Solaire et éolien flottant
Autre priorité d’Emmanuel Macron, les renouvelables, en particulier « les cellules photovoltaïques et l’éolien flottant », précise le ministère de la Transition écologique. 500 millions d’euros seront débloqués. « L’objectif vise à ce qu’une plus grande partie de la valeur ajoutée de la filière soit localisée en France », insiste la source ministérielle.
Actuellement, les éoliennes terrestres érigées en France sont fabriquées hors de l’Hexagone, par des groupes étrangers, comme Siemens Gamesa Renewable Energy et Vestas Wind Systems, dont les actions ont fortement progressé ce mardi en Bourse. Historiquement, la France avait des producteurs nationaux d’éoliennes offshore, avec Asltom et Areva. Mais ces activités sont depuis passées sous pavillon étranger, l’une chez GE, l’autre chez Siemens Gamesa. Compte tenu de la taille des machines, des sites d’assemblage sont toutefois en activité en France.
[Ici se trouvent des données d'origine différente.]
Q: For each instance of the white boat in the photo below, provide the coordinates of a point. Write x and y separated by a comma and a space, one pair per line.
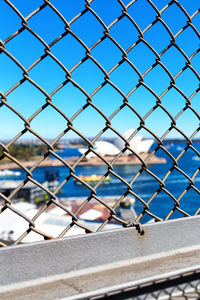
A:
137, 144
9, 173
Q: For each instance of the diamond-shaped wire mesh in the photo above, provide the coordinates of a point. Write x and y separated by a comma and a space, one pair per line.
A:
111, 64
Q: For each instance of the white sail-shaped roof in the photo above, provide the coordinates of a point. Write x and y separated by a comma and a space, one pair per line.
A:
101, 147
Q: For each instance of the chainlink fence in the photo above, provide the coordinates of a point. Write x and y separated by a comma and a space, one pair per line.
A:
154, 55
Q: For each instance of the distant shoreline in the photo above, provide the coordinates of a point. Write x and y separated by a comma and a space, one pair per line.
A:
49, 162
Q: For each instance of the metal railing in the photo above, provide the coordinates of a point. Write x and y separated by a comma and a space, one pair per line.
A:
125, 13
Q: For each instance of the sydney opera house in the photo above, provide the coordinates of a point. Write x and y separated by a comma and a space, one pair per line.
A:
137, 144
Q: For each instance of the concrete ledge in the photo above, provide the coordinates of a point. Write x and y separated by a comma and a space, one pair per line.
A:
71, 266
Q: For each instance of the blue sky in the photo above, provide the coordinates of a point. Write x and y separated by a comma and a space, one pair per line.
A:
49, 75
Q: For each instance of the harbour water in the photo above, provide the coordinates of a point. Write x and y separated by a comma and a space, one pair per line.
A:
145, 185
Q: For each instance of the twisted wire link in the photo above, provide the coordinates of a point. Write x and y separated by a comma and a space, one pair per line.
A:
108, 127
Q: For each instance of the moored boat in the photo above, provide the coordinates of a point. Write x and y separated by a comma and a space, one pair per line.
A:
93, 178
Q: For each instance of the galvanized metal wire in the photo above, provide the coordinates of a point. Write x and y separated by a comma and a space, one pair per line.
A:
90, 103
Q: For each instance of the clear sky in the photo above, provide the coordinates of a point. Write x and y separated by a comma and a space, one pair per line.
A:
49, 75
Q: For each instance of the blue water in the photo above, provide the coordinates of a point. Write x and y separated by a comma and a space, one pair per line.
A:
145, 185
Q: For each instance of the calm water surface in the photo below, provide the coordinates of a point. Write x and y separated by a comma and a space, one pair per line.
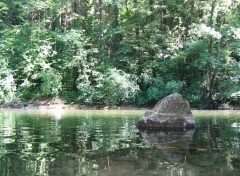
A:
107, 143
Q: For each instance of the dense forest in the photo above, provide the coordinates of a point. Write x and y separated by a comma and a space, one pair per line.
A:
116, 52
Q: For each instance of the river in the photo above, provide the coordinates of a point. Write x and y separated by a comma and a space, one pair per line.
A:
107, 143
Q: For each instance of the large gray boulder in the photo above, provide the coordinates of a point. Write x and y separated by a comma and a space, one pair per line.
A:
172, 112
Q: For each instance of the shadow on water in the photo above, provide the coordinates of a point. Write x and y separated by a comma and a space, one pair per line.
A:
96, 143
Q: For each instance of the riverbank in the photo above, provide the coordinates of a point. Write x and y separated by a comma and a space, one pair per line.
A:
57, 103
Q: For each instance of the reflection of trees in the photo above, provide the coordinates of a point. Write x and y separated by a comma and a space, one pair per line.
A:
93, 145
215, 144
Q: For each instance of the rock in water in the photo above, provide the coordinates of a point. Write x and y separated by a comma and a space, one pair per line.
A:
172, 112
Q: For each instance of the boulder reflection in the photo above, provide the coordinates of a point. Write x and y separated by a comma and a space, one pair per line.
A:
173, 144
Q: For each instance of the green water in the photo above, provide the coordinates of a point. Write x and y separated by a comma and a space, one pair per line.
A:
104, 143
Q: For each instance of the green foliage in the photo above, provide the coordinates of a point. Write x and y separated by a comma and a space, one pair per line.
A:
112, 88
51, 82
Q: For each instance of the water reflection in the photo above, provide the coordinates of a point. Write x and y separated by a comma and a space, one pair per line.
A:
108, 143
173, 144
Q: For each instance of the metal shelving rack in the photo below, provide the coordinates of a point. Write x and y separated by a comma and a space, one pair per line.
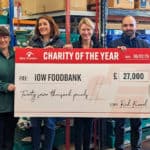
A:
11, 16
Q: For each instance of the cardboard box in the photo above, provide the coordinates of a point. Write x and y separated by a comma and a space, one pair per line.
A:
39, 6
142, 4
126, 4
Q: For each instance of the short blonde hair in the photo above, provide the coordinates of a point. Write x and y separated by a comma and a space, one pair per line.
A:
88, 22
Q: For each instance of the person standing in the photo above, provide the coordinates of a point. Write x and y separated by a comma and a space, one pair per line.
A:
83, 126
7, 87
129, 39
46, 36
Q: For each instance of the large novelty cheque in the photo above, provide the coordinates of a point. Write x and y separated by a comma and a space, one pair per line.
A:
82, 82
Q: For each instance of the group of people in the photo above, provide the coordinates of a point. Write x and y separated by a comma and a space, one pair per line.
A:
47, 36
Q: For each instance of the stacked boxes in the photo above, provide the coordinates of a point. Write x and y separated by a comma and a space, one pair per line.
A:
111, 135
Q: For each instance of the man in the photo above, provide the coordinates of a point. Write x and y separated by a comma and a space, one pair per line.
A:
129, 39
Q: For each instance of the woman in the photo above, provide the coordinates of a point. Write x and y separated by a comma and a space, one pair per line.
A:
7, 87
46, 36
83, 126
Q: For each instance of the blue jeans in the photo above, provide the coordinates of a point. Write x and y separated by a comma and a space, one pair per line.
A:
49, 132
136, 134
82, 132
7, 130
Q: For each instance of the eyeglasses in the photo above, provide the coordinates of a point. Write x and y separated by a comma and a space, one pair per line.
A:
126, 25
3, 37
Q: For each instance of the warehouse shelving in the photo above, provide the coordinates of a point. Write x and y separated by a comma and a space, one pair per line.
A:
114, 18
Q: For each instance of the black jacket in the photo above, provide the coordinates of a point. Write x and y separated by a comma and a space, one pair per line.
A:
78, 44
37, 42
129, 43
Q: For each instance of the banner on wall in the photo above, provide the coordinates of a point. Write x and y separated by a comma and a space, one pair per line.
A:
82, 82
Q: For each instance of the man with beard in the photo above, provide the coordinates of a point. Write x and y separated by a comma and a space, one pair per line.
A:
129, 39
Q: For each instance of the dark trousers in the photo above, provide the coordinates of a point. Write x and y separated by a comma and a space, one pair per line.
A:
136, 134
82, 132
7, 130
49, 133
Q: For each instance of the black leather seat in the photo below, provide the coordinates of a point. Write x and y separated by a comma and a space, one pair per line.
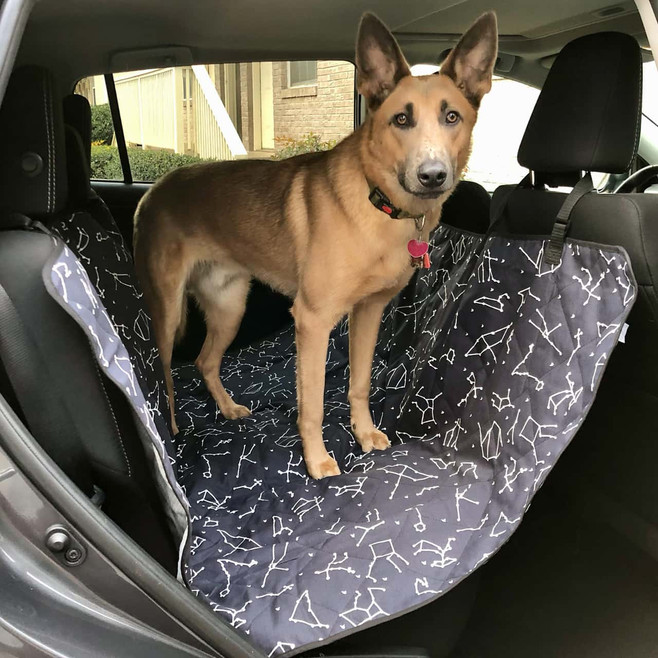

Cet accent marqué vers les énergies renouvelables a profité au producteur Neoen, dont l’action a gagné 2,06%.
Enfin, la France doit construire « deux gigafactories ou électrolyseurs » pour devenir « leader de l’hydrogène vert » en 2030, ce qui permettra la « décarbonation de l’industrie », a lancé le Président de la République. 2 milliards d’euros seront alloués à l’hydrogène vert. Rien de nouveau de ce côté. Les ressources seront puisées dans le plan hydrogène de 7 milliards d’euros dévoilé fin 2020. Mais elles confirment le biais du gouvernement pour une énergie prometteuse pour les transports et la décarbonation de l’industrie. De quoi conforter les nombreux fonds d’investissement en cours d’élaboration en vue de profiter de la dynamique insufflée par l’argent public.
Les groupes cotés en profitent. HRS a gagné 4,6%. Hydrogène de France a pris 3,82%. McPhy s’est envolé de 16%, également porté par la nomination de son nouveau directeur général.